What on earth was she thinking? Did she think they were all going to die anyway, so why prolong the agony? Or maybe she thought that God is more merciful than the United Nations, the Syrian government, the Russians, the Americans, the Iranians, and the Jordanians who surrounded that miserable camp in southern Syria with their armies and military bases? Some thought must have crossed her mind, that feeling that sticks to you like an electric drill in your brain, turning your life into a black hell. Did she say to herself: "If I lose my dignity and honor, life has no meaning"?
Maybe she was crazy. But how much sanity is possible in a region drowning in a sea of blood? What does it take for a human being to remain sane in the midst of this madness? Why do we blame her and not the UN agencies that are supposed to provide refugees with food, fuel, shelter and health care? Why not the Syrian government forces that surrounded the camp and caused food and fuel prices to rise four times higher than in the rest of Syria? Why not the US military, willing to spend trillions of dollars on wars but turning a blind eye when it comes to human lives?

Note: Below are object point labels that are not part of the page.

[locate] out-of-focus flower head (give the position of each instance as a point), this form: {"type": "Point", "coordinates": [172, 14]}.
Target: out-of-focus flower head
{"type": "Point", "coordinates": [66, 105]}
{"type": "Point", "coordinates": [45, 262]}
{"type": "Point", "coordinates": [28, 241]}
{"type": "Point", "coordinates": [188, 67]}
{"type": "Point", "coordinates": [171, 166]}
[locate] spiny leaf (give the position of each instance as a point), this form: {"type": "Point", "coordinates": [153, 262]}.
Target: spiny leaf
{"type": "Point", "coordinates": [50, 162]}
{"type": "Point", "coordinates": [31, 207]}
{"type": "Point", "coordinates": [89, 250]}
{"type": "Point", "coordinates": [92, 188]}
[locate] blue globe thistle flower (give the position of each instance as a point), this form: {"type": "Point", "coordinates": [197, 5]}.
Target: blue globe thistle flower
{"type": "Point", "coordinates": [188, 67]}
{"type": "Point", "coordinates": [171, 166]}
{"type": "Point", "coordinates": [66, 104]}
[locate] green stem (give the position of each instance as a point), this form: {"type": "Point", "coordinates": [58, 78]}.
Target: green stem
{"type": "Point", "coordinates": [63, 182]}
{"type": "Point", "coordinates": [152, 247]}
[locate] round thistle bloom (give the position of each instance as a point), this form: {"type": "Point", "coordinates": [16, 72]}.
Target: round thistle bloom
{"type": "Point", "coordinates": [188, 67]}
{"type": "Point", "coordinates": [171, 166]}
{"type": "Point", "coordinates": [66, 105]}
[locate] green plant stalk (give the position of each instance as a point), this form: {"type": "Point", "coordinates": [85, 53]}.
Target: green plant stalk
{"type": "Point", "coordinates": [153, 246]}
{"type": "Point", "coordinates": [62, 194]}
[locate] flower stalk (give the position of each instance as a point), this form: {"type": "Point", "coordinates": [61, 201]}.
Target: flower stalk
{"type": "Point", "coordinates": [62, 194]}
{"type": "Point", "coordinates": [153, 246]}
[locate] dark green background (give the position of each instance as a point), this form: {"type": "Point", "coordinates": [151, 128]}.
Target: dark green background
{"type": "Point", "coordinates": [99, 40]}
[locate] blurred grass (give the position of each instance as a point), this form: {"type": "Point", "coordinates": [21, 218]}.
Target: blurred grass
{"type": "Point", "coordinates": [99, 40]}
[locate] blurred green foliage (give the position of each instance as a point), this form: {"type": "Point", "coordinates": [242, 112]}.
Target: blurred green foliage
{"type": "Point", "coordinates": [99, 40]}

What does it take for us - as humans - to realize that we all bear part of the responsibility for this disaster? Have we not all committed moral suicide by letting Sondos Fathallah and her children reach this level of despair? At least Sondos decided to kill her body to preserve her soul, but we killed both her body and our souls. In this sense, everyone who stood by and watched her suffering is an accomplice to the crime, and possibly an instigator - and they deserve to be convicted.
Just last weekend, thousands of Syrian refugees were stranded in the mountains of Lebanon in the midst of a brutal snowstorm. Roads were blocked by snow, and their tents and huts were covered in a white shroud, as if they were waiting for someone to read the prayer for the dead. In the Deir Ballut camp near the Afrin River in northern Syria, we witnessed another tragedy. Due to melting snow and heavy rains, the river level rose and parts of the camp were flooded. The water was so strong that it washed away people and destroyed their shelter. An elderly man and a child were killed.

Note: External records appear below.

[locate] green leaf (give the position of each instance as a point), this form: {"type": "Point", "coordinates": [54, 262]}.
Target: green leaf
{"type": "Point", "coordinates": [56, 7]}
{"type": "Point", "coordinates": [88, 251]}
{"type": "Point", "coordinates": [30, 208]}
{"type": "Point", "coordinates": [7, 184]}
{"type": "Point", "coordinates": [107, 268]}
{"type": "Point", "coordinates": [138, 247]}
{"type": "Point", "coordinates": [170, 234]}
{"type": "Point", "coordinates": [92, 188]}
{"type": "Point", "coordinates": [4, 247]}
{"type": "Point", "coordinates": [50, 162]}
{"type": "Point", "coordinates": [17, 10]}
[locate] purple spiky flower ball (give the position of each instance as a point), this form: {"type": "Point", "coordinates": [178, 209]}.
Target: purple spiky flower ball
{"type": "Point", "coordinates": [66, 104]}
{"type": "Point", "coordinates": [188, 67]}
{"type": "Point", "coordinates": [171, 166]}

Why doesn't anyone end this suffering that has gone on for so long? Fifteen million people are refugees and displaced, and more than half a million people have been killed. Everything has been destroyed and razed to the ground. What more should the Syrian people have to pay for their freedom? Please don't send aid, even though it is desperately needed - just stop the war. Let people go to a safe place, rebuild their homes, raise their children, and live a decent life.
The United Nations High Commissioner for Refugees (UNHCR) provides some assistance to Syrians. Ironically, many of these displaced people are originally Palestinian refugees, for whom UNRWA (the United Nations Relief and Works Agency for Palestine Refugees) is responsible. There are ten Palestinian refugee camps in Syria under the auspices of UNRWA, but none of these agencies can repatriate the refugees.

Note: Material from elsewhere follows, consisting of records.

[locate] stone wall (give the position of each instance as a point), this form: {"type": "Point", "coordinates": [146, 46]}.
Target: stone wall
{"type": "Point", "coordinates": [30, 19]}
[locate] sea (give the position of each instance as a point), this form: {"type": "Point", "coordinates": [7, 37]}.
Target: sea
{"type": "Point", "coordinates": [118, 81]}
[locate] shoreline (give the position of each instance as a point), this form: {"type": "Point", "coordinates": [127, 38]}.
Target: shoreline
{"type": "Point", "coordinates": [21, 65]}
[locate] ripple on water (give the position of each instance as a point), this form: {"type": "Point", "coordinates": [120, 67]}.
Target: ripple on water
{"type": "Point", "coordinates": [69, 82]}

In my experience as a Palestinian, being a refugee in the Middle East is not necessarily a temporary situation. My father left Palestine in 1948, when he was nine years old. I was born in Jordan with a refugee status, as were my children. More than seventy years have passed, and we are still waiting for the United Nations and the international community to bring us back to our homes. Today, there are no Palestinians in our original city of Bisan (Beit Shean) near Nazareth. It has been completely Judaized.
Since then, Iraqis, Syrians and Yemenis have joined the Palestinians in their plight as refugees. Some have spent more than a decade in temporary shelters, while others have migrated to other continents and lost their culture and identity. Is there really a global conspiracy to destroy this region and end its people and culture? What does it all mean? Why is the world watching this mass annihilation without real intervention? Would it allow something like this to happen in Western Europe or America?
How many more like Sondos should burn themselves? How many more young men and women should drown in the Mediterranean in search of a safe life in Europe? How many more people should die on battlefields and under the rubble of their homes? The Syrian people are not a bunch of criminals and terrorists - they, like Sondos, just want to live with dignity, or die for justice.